In a discussion thread on the ISO27k Forum about engaging corporate Risk Management functions with the information security work, Nigel Landman mentioned that ‘Everything becomes a business risk’ ... which set me thinking.
Managing risks to the organization is a significant element of business management – in fact it is possible to express virtually everything about management in terms of managing risks and opportunities (upside risks). It's a very broadly-applicable and fundamental concept.
Given the importance and value of ‘information’ in any business, it’s hard to imagine any full-scope Risk Management function failing to be concerned about information risk and security, unless for some reason they are limited to specific categories or types of risk (e.g. financial, strategic, compliance, competitive etc.) and for some reason haven’t (yet!) made the connection with information risks in those areas … in which case exploring, explaining and elaborating on the information risk and security aspects in conjunction with the Risk Management function would seem to be a worthwhile activity early-on in the ISO27k implementation.
The same goes for various other corporate functions that are currently disengaged, unaware or reluctant to get involved in information risk and security. The usual excuse is that “it's an IT thing”, a myth perpetuated by crudely labeling it “IT risk”, “IT security” or “cybersecurity”. Of course there are risks to or involving IT but that’s just the tip of the iceberg of information risks, business risks, and risk in general. It's fine to focus-in but makes little sense to attempt to manage individual categories or types of risk (including information risk, by the way) in isolation from the rest. You could even say that failing to manage information risks within the broader business context is itself a business risk - or an opportunity for improvement!

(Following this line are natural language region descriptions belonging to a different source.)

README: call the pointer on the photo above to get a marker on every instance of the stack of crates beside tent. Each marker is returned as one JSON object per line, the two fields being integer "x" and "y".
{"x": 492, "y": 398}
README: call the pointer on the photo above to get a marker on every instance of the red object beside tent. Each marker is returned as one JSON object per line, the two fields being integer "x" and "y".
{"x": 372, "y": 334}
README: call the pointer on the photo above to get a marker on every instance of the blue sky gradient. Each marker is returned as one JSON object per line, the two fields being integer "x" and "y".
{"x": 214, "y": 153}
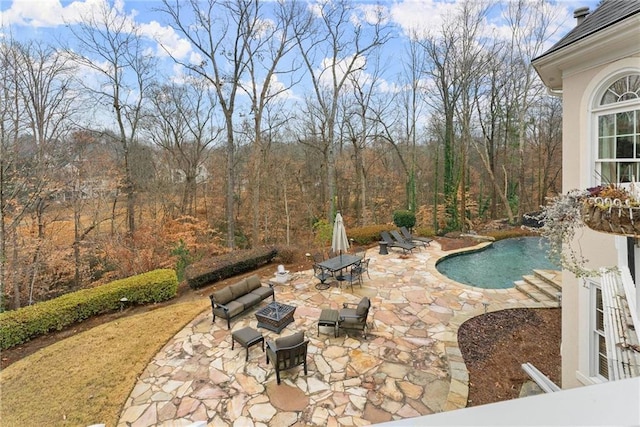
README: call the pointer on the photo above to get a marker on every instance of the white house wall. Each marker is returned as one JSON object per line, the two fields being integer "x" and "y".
{"x": 579, "y": 143}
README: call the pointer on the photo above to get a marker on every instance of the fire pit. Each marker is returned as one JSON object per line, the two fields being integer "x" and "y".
{"x": 275, "y": 316}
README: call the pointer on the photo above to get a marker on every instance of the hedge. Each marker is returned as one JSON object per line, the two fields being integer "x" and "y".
{"x": 211, "y": 270}
{"x": 23, "y": 324}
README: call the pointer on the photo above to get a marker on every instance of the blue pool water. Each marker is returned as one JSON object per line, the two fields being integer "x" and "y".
{"x": 500, "y": 264}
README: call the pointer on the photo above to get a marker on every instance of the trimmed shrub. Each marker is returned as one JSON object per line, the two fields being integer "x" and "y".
{"x": 26, "y": 323}
{"x": 369, "y": 234}
{"x": 403, "y": 218}
{"x": 210, "y": 270}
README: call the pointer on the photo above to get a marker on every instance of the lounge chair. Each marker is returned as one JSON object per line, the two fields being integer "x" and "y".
{"x": 399, "y": 238}
{"x": 355, "y": 318}
{"x": 407, "y": 235}
{"x": 386, "y": 237}
{"x": 288, "y": 352}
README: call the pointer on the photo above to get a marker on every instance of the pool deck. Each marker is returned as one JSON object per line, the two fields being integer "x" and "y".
{"x": 409, "y": 365}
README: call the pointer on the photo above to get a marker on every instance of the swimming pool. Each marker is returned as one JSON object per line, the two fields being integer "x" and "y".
{"x": 499, "y": 265}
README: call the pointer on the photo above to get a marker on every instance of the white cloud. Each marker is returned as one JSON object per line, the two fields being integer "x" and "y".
{"x": 169, "y": 41}
{"x": 420, "y": 16}
{"x": 47, "y": 13}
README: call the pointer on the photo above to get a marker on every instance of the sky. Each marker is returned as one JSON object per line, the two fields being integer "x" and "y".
{"x": 49, "y": 21}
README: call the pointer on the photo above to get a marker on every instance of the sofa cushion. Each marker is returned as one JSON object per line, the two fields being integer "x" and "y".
{"x": 263, "y": 292}
{"x": 248, "y": 300}
{"x": 253, "y": 282}
{"x": 290, "y": 340}
{"x": 234, "y": 308}
{"x": 363, "y": 306}
{"x": 239, "y": 289}
{"x": 222, "y": 296}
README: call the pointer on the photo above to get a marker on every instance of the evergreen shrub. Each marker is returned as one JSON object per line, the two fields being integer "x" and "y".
{"x": 211, "y": 270}
{"x": 23, "y": 324}
{"x": 404, "y": 218}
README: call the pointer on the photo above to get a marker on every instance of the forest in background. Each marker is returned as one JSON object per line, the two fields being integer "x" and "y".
{"x": 222, "y": 159}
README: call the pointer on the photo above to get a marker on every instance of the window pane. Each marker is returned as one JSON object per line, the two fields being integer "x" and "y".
{"x": 609, "y": 98}
{"x": 624, "y": 123}
{"x": 606, "y": 125}
{"x": 606, "y": 148}
{"x": 599, "y": 320}
{"x": 624, "y": 147}
{"x": 627, "y": 172}
{"x": 608, "y": 172}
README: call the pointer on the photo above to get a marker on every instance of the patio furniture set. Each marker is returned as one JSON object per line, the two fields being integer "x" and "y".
{"x": 284, "y": 352}
{"x": 402, "y": 239}
{"x": 334, "y": 267}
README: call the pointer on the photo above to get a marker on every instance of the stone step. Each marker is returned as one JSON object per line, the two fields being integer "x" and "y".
{"x": 552, "y": 277}
{"x": 543, "y": 286}
{"x": 533, "y": 292}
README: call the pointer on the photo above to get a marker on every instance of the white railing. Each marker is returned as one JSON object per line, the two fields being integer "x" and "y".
{"x": 622, "y": 340}
{"x": 539, "y": 378}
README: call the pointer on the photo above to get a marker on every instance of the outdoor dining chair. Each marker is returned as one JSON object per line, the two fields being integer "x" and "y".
{"x": 321, "y": 273}
{"x": 354, "y": 275}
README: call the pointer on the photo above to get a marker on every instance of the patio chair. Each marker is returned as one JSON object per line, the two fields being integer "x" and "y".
{"x": 399, "y": 238}
{"x": 407, "y": 235}
{"x": 386, "y": 237}
{"x": 288, "y": 352}
{"x": 320, "y": 273}
{"x": 364, "y": 267}
{"x": 355, "y": 318}
{"x": 354, "y": 275}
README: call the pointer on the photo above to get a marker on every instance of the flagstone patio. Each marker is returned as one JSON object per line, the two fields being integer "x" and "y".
{"x": 408, "y": 366}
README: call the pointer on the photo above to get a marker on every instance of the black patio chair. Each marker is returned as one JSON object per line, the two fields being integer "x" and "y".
{"x": 399, "y": 238}
{"x": 391, "y": 243}
{"x": 288, "y": 352}
{"x": 407, "y": 235}
{"x": 355, "y": 318}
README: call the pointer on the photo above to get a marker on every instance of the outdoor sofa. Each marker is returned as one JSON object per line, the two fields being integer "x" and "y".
{"x": 236, "y": 298}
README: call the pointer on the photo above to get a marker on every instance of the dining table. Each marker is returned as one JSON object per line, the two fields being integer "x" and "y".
{"x": 339, "y": 263}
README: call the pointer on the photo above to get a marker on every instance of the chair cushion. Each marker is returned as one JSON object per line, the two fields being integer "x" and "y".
{"x": 222, "y": 296}
{"x": 253, "y": 282}
{"x": 363, "y": 306}
{"x": 290, "y": 340}
{"x": 234, "y": 308}
{"x": 239, "y": 289}
{"x": 263, "y": 292}
{"x": 248, "y": 300}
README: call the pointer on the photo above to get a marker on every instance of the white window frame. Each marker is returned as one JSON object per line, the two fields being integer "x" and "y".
{"x": 598, "y": 111}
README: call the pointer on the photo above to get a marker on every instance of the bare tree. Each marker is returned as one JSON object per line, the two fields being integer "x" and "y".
{"x": 217, "y": 31}
{"x": 452, "y": 53}
{"x": 37, "y": 116}
{"x": 531, "y": 26}
{"x": 334, "y": 43}
{"x": 181, "y": 123}
{"x": 267, "y": 42}
{"x": 111, "y": 46}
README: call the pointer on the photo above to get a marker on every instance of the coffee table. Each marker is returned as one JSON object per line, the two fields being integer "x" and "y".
{"x": 247, "y": 337}
{"x": 275, "y": 316}
{"x": 329, "y": 317}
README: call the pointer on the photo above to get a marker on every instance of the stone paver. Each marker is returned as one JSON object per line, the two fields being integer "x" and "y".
{"x": 409, "y": 365}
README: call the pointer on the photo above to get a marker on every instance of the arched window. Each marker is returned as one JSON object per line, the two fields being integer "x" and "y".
{"x": 618, "y": 118}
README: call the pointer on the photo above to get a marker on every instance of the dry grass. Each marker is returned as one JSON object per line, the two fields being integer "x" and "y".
{"x": 86, "y": 379}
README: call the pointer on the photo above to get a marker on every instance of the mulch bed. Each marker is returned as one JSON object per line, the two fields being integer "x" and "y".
{"x": 496, "y": 344}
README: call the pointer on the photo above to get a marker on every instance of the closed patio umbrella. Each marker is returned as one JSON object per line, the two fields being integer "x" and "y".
{"x": 339, "y": 242}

At a deeper psychological level, lack of understanding and fear of the unknown may well be factors behind the reluctance of some business people to engage with the ISO27k implementation, the Information Security Management System and information risk management. Some of the issues we are dealing with are complex and scary even for us, let alone those without a background and professional interest in the field. Couple that with our profession's almost obsessive focus on harmful, downside risks and it's easy to see why business managers might be reluctant to engage. We're making it easy for them to drop it in the "bad news" bin, leaving it to someone else. Hopefully. Fingers crossed.
I recommend making security awareness an integral part of the ISO27k implementation project as well as the ISMS. Specifically, I'm suggesting explaining information risk and security patiently to managers and other business people using business language and concepts. I gave an example here yesterday in the piece about preparing an elevator pitch on cloud security: rather than blabbering on about virtual systems and network security, we're emphasizing the business implications of cloud-related risks and opportunities. "Cloud services can be cost-effective and reliable, provided the associated risks are treated appropriately." may be just a single sentence but it's one-tenth of the elevator pitch, a key point worth emphasizing.